Die unbekannte rote Schönheit

Zweifellos ein Hingucker im Gemüsebeet: Rote Melde.
"Jetzt muss ich doch mal fragen: Was ist das Rote da in Ihrem Beet?" Die Frau mit den kurzen, grauen Haaren kommt regelmäßig an unserem Haus vorbei. "Das ist die Rote Melde, eine alte, historische Sorte", antworte ich ihr. "Aha", sagt sie, wünscht mir einen guten Tag und geht ihres Weges.
Melde, die kennt sie wohl eher als Unkraut, auch wir haben die Pflanzen mit den wie bemehlt aussehenden Blättern im Garten. Wo sie stören, lassen sie sich leicht herausreißen, im Ackerbau können sie wegen der hohen Zahl ihrer Samen zum Problem werden.

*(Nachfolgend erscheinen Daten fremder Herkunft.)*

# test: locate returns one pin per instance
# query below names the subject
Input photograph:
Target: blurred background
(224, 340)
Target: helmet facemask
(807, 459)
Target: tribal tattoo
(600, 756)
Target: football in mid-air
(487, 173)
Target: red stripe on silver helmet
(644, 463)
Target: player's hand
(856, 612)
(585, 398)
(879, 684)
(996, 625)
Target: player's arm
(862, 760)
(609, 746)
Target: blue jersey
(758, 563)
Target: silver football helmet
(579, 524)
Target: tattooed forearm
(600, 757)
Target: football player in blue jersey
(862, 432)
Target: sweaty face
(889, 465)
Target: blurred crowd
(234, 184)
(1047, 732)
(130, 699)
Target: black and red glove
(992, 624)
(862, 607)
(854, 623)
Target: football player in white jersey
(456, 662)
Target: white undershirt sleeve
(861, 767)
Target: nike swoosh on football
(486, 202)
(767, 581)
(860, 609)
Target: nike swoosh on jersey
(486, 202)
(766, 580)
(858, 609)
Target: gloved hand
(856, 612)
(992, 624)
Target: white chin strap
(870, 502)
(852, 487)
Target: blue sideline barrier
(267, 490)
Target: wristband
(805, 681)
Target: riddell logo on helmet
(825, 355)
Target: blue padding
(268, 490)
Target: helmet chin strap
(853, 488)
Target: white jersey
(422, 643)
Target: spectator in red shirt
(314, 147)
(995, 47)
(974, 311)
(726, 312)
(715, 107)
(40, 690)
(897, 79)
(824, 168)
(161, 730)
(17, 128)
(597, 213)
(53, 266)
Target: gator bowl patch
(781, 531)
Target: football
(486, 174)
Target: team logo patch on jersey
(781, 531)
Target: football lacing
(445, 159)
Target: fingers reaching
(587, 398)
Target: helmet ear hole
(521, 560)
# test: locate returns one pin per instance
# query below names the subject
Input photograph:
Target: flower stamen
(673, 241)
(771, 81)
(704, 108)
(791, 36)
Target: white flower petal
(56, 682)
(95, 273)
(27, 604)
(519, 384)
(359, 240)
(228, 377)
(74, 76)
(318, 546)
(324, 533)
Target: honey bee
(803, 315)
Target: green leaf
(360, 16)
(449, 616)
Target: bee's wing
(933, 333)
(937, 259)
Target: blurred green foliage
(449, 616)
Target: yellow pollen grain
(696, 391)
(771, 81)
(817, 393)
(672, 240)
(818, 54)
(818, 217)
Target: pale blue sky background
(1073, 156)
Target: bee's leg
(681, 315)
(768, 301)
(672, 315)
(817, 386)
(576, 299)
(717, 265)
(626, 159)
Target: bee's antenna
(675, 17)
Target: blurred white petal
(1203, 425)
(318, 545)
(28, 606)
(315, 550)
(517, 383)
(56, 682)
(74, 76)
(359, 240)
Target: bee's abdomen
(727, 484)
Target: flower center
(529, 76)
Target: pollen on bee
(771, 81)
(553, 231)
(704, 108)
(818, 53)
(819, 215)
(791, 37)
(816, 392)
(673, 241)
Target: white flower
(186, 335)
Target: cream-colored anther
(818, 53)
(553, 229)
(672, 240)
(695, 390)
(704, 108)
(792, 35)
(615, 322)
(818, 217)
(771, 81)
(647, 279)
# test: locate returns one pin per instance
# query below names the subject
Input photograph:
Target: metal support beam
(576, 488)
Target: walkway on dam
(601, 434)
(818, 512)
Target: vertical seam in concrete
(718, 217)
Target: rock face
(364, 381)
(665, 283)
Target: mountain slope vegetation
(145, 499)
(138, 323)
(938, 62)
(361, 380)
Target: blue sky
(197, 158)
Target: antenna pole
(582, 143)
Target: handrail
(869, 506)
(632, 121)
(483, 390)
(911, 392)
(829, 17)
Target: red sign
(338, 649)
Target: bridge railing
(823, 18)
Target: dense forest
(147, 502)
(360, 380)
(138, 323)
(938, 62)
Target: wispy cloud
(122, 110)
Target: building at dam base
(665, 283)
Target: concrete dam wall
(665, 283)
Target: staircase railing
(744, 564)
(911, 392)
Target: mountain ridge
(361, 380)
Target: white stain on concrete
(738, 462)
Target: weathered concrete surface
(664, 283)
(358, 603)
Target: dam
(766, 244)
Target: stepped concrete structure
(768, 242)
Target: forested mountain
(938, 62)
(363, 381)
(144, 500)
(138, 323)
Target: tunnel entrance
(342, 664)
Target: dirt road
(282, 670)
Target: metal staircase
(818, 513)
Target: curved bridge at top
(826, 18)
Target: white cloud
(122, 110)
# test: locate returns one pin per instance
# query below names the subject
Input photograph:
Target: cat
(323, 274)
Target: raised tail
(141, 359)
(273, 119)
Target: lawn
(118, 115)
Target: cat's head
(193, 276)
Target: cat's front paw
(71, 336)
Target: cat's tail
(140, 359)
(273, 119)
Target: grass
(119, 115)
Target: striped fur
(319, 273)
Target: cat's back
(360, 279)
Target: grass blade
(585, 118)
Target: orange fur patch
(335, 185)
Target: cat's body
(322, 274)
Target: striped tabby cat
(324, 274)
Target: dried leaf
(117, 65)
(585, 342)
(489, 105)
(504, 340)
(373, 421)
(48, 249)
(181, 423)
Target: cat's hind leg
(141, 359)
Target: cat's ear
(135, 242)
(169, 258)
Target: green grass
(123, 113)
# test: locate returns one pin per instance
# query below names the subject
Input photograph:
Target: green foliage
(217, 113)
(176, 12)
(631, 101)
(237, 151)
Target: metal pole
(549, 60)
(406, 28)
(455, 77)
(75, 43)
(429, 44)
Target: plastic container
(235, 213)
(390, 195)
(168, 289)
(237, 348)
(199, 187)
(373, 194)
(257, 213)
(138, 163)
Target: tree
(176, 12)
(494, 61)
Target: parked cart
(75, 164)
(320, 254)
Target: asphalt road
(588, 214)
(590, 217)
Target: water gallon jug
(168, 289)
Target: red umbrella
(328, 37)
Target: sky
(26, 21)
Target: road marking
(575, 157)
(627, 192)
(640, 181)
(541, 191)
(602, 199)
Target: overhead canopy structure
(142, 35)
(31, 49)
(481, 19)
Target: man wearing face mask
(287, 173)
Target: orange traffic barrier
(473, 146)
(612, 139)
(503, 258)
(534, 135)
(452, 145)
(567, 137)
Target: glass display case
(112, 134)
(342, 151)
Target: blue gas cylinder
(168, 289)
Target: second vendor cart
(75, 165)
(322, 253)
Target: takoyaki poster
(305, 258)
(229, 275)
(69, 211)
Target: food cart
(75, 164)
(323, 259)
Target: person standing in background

Die Rote Melde mit dem Namen "Rubinrot" wurde von einer Saatgutinitiative in Österreich erhalten, war eine Lokalsorte im österreichischen Burgenland. Angeblich aber war die Gartenmelde der Spinat unserer Vorfahren und wurde von diesem ab dem späten Mittelalter verdrängt. Zartere Blätter hat sie als Spinat, soll milder schmecken als dieser. Wir haben bislang noch kein Blatt geerntet, sondern begeistern uns jeden Tag aufs Neue an ihrer leuchtenden Erscheinung.
Auf jeden Fall werde ich wieder Samen ernten, vielleicht bekommt sie keine eigene Reihe im Gartenbeet, aber dafür einfach ihren Platz zwischen den Blumen, da passt sie schön zwischen.